VaultForm Security Breakdown
Get a clear look at how we protect your data, buzzword free. Step through the process using the same code that protects your information.
1. Generate Salts and Iterations
Before your account is created, we need to create the random variables that are used to derive a key from your password. The values we generate here are 'randomness' we add to your password so we know it's you without knowing your password. Since this will be tied to the access on your account, it's done in your browser. We're going to need two sets of password derived keys, so let's generate two sets of salts and iterations. These values are saved with your email when you sign up for an account.
Randomly generates 32 byte salts & integers between 100,000 and 200,000.

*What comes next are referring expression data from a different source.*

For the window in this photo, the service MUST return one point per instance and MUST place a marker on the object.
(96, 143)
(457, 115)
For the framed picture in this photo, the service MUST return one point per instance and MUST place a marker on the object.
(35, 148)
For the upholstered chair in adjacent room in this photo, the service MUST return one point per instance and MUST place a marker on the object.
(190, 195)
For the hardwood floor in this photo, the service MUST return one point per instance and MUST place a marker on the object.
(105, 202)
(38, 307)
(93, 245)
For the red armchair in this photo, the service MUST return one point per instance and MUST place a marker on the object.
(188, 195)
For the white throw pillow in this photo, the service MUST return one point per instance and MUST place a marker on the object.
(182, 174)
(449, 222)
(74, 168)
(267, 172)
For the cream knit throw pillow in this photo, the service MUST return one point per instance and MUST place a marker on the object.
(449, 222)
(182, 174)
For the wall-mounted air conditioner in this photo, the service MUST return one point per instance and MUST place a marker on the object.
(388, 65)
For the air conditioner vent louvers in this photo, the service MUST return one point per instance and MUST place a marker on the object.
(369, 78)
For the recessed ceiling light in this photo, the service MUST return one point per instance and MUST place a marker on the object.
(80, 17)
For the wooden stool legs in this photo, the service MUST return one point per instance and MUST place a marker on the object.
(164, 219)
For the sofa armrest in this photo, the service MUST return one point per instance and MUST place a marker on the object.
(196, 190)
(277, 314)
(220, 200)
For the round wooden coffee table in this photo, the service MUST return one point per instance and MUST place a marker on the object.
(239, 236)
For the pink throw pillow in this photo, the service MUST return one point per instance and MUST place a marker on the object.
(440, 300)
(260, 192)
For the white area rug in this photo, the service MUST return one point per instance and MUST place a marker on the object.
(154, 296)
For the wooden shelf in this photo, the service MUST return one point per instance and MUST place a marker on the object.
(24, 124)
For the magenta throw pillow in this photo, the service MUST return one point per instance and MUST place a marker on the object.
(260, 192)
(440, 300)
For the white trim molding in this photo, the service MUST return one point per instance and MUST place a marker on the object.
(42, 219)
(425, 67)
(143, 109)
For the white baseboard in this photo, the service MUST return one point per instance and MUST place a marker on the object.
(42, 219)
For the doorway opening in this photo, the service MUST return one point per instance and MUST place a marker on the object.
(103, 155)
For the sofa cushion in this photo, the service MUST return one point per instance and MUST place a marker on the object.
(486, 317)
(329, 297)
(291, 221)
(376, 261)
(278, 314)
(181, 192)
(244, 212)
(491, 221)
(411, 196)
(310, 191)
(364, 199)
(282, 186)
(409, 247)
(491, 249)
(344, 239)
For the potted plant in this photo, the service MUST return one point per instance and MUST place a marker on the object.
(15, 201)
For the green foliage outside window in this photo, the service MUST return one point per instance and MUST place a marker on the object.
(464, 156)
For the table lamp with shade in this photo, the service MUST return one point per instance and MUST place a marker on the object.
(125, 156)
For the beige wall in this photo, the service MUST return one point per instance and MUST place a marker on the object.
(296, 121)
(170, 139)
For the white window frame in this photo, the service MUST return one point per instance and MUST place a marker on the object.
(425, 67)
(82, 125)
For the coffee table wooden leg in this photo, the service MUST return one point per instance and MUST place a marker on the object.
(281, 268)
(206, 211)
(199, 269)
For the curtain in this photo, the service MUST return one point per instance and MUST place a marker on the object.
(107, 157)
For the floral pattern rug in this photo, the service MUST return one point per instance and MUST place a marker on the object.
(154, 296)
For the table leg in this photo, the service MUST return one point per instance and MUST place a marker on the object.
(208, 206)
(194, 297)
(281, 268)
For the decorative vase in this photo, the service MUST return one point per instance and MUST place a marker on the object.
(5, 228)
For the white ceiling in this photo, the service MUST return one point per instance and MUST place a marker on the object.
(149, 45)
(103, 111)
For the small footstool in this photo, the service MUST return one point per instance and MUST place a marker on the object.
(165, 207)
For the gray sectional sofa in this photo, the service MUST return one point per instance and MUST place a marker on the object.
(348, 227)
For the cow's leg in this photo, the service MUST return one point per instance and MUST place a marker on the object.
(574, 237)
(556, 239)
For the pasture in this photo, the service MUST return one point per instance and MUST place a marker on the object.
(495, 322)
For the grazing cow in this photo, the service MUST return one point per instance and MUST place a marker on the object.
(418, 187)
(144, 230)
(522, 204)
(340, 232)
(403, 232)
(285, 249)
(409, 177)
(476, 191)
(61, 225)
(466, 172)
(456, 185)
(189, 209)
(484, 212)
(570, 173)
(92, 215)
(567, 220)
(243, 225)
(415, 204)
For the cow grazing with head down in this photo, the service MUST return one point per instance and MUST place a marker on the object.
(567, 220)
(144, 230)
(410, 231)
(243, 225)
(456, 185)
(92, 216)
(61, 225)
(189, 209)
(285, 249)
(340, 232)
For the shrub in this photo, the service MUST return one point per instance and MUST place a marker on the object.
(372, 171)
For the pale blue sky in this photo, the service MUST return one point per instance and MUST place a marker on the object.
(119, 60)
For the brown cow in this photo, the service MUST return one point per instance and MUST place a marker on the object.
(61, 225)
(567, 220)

2. Derive Keys from Password
Now that we have our two sets of salts and iterations, we're going to use these to derive two sets of keys. The first key (Derived Key) has a very important job we'll talk about more in the next step. The second key (Derived Password) will be sent to the server when you sign up to authenticate you when you login later. Most other applications will send your password in plaintext and do these computations server side. But we need to make sure that our server can never see your password in plaintext, ever, for this next step.
Password, salt, and iterations are used by the PBKDF2 algorithm to derive keys.
3. Generate Public and Private Keys
Next we make use of our Derived Key by using it as the passphrase to generate an Armored Private key and a Public key. The Derived Key encrypts the Private Key, so we would need it when we want to decrypt it from its Armored state later. It's important that we never send this Derived Key to the server, so once it has done its job of encrypting our Private Key, we can discard it.
OpenPGP's ECC algorithm is used to generate the keys.
4. Create the Account
We've generated a lot of data. All data is saved with the user except the Password and the Derived Key. The user's Email, Armored Private Key, Public Key, both sets of Salts and Iterations, and the Derived Password, all get sent to the server. At this point the server can now verify that the user is who they say they are with the Derived Password. It can provide them with the salt and iteration to generate the Derived Key. And it can encrypt response data with their public key. The server takes care of storage at this step, so nothing for the client (you) to do!
5. Encrypt the Response
Once you've created your form and sent it out, your Public Key will be attached to it. This lets us encrypt responses to your form with your Public Key before we send it back to the server and save it. Once it's encrypted, it can't be decrypted without the unlocked Private Key. Let's pretend this is a short survey asking what your favorite snack is.
5. Decrypt the Response
Now we can access the response only if we can 1. generate the same Derived Key to unlock the Armored Public Key, and 2. Show the server the same Derived Password. When you login, the server will see your email and pass back the Salts and Iterations you need to generate these value again. By using the same password all values will match. This will attach the Derived Key to your browser's local storage so your form responses can be decrypted!